My essential problem is how to make arithmetic with floats on x86 behave like a PowerPC, going from Classic MacOS (CodeWarrior) to Windows (VS 2008).
The code in question, of which there is a lot, has a pile of algorithms which are highly iterative and numerically very sensitive.
A typical complex line is:
Ims_sd = sqrt((4.0*Ams*sqr(nz)-8.0*(Ams+Dms)*nz+12.0*sqr(Ams)) /
(4.0*sqr(Ams)*(sqr(nz)-1)) -
sqr(Ims_av))*sqrt(nz-1);
It is written using a typedef d float
as the base type.
Changing to double
gets very similar results on both platforms but unfortunately the numbers are not acceptable so we can t take that easy way out.
The Mac code is compiled using CodeWarrior and just turning off the generation of the FMADD & FMSUB instructions had a drastic effect on the numbers created. So, my starting point was to search for the Visual Studio (2008) options that seemed most similar - making sure fused add was being used. We suspect that the key lies in the behaviour of the compiler in allocating intermediate storage in computations
Currently the best results are being obtained with a combination of enabling SSE2 and /fp:fast
. Enabling intrinsic functions causes values to drift further from the Mac values.
The /fp switch documentation says that only /fp:strict
turns off the fused add behaviour.
MSDN talks about linking FP10.OBJ "before LIBC.LIB, LIBCMT.LIB, or MSVCRT.LIB." to guarantee 64 bit precision. I ve apparently achieved this by specifying FP10.OBJ on the linker input field (verbose linker output shows it prior to MSVCRTD.lib).

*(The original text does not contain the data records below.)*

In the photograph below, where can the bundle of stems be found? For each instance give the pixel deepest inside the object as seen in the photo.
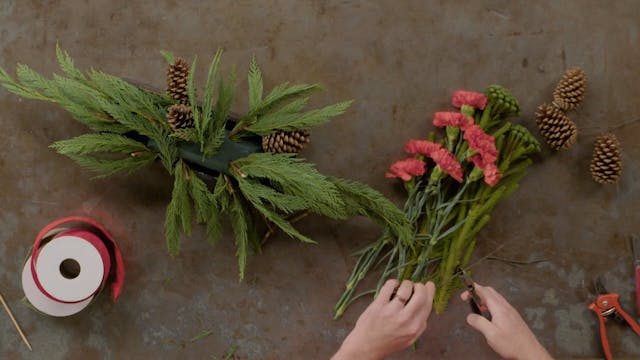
(448, 213)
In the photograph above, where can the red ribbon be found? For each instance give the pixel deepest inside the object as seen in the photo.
(95, 234)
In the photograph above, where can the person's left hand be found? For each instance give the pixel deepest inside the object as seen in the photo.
(391, 322)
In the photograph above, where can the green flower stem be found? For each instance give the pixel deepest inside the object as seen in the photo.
(485, 120)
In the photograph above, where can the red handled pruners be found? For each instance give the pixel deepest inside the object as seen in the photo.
(476, 303)
(606, 307)
(635, 245)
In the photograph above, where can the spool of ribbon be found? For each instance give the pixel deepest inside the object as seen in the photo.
(70, 263)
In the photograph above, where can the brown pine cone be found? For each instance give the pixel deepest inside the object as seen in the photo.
(177, 76)
(569, 92)
(179, 116)
(557, 129)
(606, 163)
(285, 141)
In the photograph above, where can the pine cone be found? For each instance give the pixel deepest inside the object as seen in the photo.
(569, 92)
(556, 128)
(606, 164)
(177, 75)
(285, 141)
(179, 116)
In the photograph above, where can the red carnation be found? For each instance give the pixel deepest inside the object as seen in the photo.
(447, 162)
(461, 97)
(481, 142)
(448, 118)
(491, 172)
(421, 147)
(405, 169)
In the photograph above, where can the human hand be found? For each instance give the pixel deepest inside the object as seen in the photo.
(389, 324)
(507, 333)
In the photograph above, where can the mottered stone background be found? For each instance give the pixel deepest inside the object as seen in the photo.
(400, 60)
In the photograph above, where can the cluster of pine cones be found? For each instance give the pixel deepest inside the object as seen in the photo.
(561, 133)
(554, 125)
(180, 116)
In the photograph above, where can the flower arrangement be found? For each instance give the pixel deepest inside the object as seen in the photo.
(447, 202)
(242, 166)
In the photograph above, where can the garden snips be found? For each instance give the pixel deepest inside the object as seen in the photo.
(607, 306)
(474, 301)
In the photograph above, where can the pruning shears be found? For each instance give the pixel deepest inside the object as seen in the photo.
(606, 307)
(475, 302)
(635, 245)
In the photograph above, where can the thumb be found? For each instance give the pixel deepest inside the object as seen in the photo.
(481, 324)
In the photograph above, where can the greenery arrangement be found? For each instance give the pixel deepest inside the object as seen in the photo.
(447, 203)
(132, 127)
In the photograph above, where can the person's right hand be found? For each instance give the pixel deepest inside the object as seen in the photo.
(506, 333)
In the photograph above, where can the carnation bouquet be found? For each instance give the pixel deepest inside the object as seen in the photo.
(452, 186)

I ve also set 64 bit precision by invoking
_controlfp_s(&control_word, _PC_64, MCW_PC);
in DllMain.
Note that the problem is not due to differences in floating point exception handling between platforms nor is due to the (delightful) way that PowerPC allows division by zero integers (just returning zero) as these areas have already been audited and addressed, thanks hugely to PC-Lint. The program runs and produces somewhat plausible output, just not quite good enough.
UPDATE:
An interesting comment from a friend: One possibility is that the PPC has a large number of temporary registers that can store 64 bit intermediate values whereas the x86 code may have to unload and reload the FPU (truncating to 4 bytes and losing precision).

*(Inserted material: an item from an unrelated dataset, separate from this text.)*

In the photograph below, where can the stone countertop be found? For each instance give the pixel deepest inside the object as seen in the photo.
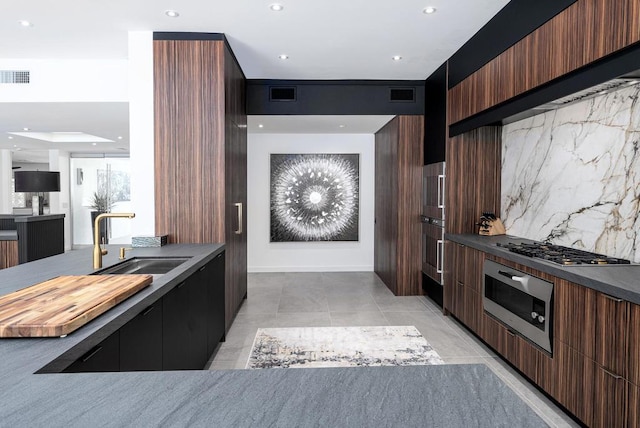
(621, 281)
(461, 395)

This may be why SSE2 works better as (IIRC) it has more registers and more scope for preserving intermediate values.
One possibility - can your code be compiled as 64 bit? The x64 mode also has more registers for intermediates, and better FP instructions so it may be closer to the PPC in design and execution.
Initial testing with a 64-bit build actually got closer, as he suggested it might (I first thought it overshot but that was due to an incorrect modeling setting).
Final Resolution
I m sure anyone interested in this topic is sufficiently obsessive they would like to know how it all worked out in the end. The software is finished and delivering consistent numeric results. We were never able to get all the algorithms to deliver identical results to the Mac but they were close enough to be statistically acceptable. Given that the processing is guided by an expert user selecting the areas of interest and that user input is partly reactive to how the model progresses, the chief scientist deemed it acceptable (this was not an overnight decision!). The remaining numeric differences are well within the bounds of what determines different clinical results so no different diagnoses have been seen with testing.